How much information in the Bach C-major Prelude? As a set of patterns, in time and frequency, it can be analyzed, traced, and understood, but only up to a point. In music, as in poetry, as in any art, perfect understanding is meant to remain elusive. If one could find the bottom it would be a bore.

In a way, then, the use of minimal program size to define complexity seems perfect—a fitting apogee for Shannon information theory. In another way it remains deeply unsatisfying. This is particularly so when turning to the big questions—one might say, the human questions—of art, of biology, of intelligence.

According to this measure, a million zeroes and a million coin tosses lie at opposite ends of the spectrum. The empty string is as simple as can be; the random string is maximally complex. The zeroes convey no information; coin tosses produce the most information possible. Yet these extremes have something in common. They are dull. They have no value. If either one were a message from another galaxy, we would attribute no intelligence to the sender. If they were music, they would be equally worthless.

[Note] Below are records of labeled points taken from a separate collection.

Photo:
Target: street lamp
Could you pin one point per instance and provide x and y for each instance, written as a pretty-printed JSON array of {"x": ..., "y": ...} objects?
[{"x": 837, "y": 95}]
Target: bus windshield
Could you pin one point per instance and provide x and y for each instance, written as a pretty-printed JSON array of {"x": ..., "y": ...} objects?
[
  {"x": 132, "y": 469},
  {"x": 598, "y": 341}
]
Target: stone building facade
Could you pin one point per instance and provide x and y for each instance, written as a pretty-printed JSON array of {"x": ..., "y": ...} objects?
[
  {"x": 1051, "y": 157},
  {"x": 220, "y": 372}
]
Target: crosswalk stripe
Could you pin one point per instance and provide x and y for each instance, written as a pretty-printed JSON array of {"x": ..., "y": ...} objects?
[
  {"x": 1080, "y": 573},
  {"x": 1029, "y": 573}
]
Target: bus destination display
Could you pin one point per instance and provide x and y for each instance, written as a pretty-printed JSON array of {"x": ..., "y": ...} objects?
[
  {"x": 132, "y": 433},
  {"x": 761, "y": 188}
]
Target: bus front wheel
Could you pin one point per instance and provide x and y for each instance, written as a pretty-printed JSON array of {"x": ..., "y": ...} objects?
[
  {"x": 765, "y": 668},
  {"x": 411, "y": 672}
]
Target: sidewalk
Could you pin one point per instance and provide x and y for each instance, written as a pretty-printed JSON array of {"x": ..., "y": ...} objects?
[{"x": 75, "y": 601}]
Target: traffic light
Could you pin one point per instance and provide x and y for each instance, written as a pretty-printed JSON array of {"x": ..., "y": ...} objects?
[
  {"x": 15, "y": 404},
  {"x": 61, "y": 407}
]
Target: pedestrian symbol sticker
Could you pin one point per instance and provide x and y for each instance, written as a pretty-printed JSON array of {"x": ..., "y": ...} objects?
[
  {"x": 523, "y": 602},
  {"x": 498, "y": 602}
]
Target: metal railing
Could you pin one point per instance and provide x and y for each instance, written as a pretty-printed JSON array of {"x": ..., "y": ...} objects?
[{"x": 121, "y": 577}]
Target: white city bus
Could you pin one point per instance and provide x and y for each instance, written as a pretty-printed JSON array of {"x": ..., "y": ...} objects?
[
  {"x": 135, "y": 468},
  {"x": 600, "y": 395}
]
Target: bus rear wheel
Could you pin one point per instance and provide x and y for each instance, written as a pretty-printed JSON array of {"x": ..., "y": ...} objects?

Everything we care about lies somewhere in the middle, where pattern and randomness interlace.

Chaitin and a colleague, Charles H. Bennett, sometimes discussed these matters at IBM’s research center in Yorktown Heights, New York. Over a period of years, Bennett developed a new measure of value, which he called “logical depth.” Bennett’s idea of depth is connected to complexity but orthogonal to it. It is meant to capture the usefulness of a message, whatever usefulness might mean in any particular domain. “From the earliest days of information theory it has been appreciated that information per se is not a good measure of message value,”

he wrote, finally publishing his scheme in 1988.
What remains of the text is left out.